Jusqu’à l’achat d’une génisse de pure race wagyu, puis deux, qui après les tâtonnements inhérents à la démarche porteront, enfin, leurs veaux. "Nous aurons deux autres naissances d’ici la fin de l’année", jubile Émilie consciente que leur démarche s’apparentait à un pari un peu fou. Au final, après beaucoup de temps passé et un lourd investissement, les premiers résultats sautent aux yeux de l’évidence.

"Une gentillesse incroyable"

Guapo, Fuki, Okydon Tokyo, Saka… Chaque animal porte haut son prénom. Comme un jeu pour Nina et Hugo, les enfants d’Émilie et Fabrice, qui en baptisent certains des prénoms sonnant pour le moins japonais. Dès qu’ils voient la petite famille, les bœufs élevés en plein air accourent du fin fond de leur parc pour se faire caresser. "Ils sont d’une gentillesse incroyable", sourit Émilie. Et d’ajouter : "Nous avons une femelle, c’est un chien, elle adore les caresses entre les oreilles…" Et ils auront encore du grain à moudre, car d’ici la fin de cette année, deux autres veaux de Kobé, qui naîtront sur la ferme, viendront rejoindre la grande famille. Apportant un peu de la force tranquille et de la sérénité du "Pays du soleil levant", là où le Mont Fuji surplombe les vastes terres…
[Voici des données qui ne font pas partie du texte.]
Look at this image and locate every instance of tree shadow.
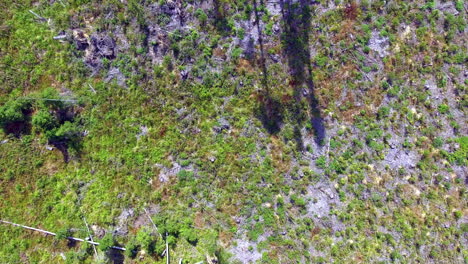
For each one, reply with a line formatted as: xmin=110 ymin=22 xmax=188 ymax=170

"C’est l’excellence de la viande"

Intarissable sur ses bœufs wagyu, Émilie Lafon reste très lucide. "Nous savons que c’est un produit de niche, au tarif pouvant paraître excessif en raison de sa rareté et de son excellence." Si elle le compare à la truffe, elle met bien sûr en évidence le long travail qu’exige la démarche. Vrai bœuf castré entre deux et quatre mois, puis sevré à sept mois, le wagyu sera patiemment engraissé trois ans durant avec de la luzerne produite sur la ferme, puis avec un mélange composé de céréales et de lin.La viande, très persillée et tendre à souhait, se démarque de celle des autres viandes bovines. "Certes, la race veut ça, mais la nourriture fait le reste", défend-elle. Lorsqu’on goûte le wagyu pour la première fois, la découverte gustative éclate.Arrivé dans l’Hexagone il y a une quinzaine d’années, le wagyu (littéralement "vache du Japon"), à la chair délicate et goûteuse, dont la déclinaison la plus célèbre est le bœuf de Kobé qui n’est élevé qu’à Kobé et protégé désormais par une identification géographique protégée, s’est fait une petite place au soleil dans les pâtures françaises et s’invite aux plus grandes tables. De nombreux chefs sont tombés sous le charme des saveurs délicates de sa chair. C’est également dans cette optique que travaille Fabrice, plus côté élevage, et Émilie sur le plan commercial (pour la contacter appeler le 06 33 36 17 43). "Notre objectif est de proposer nos produits aux chefs du territoire", insiste-t-elle. Nicole Fagegaliter, cheffe étoilée de l’auberge du Vieux Pont à Belcastel, est en contact avec elle.Émilie Lafon a proposé cette viande à la carte de sa table najacoise, "Tartines et compagnie", où elle décline les produits issus de la ferme de Testas directement du producteur au consommateur.Mais il faut s’armer de patience, le dernier bœuf à avoir été commercialisé, c’était au printemps. Pour le prochain, il faudra attendre avril 2023.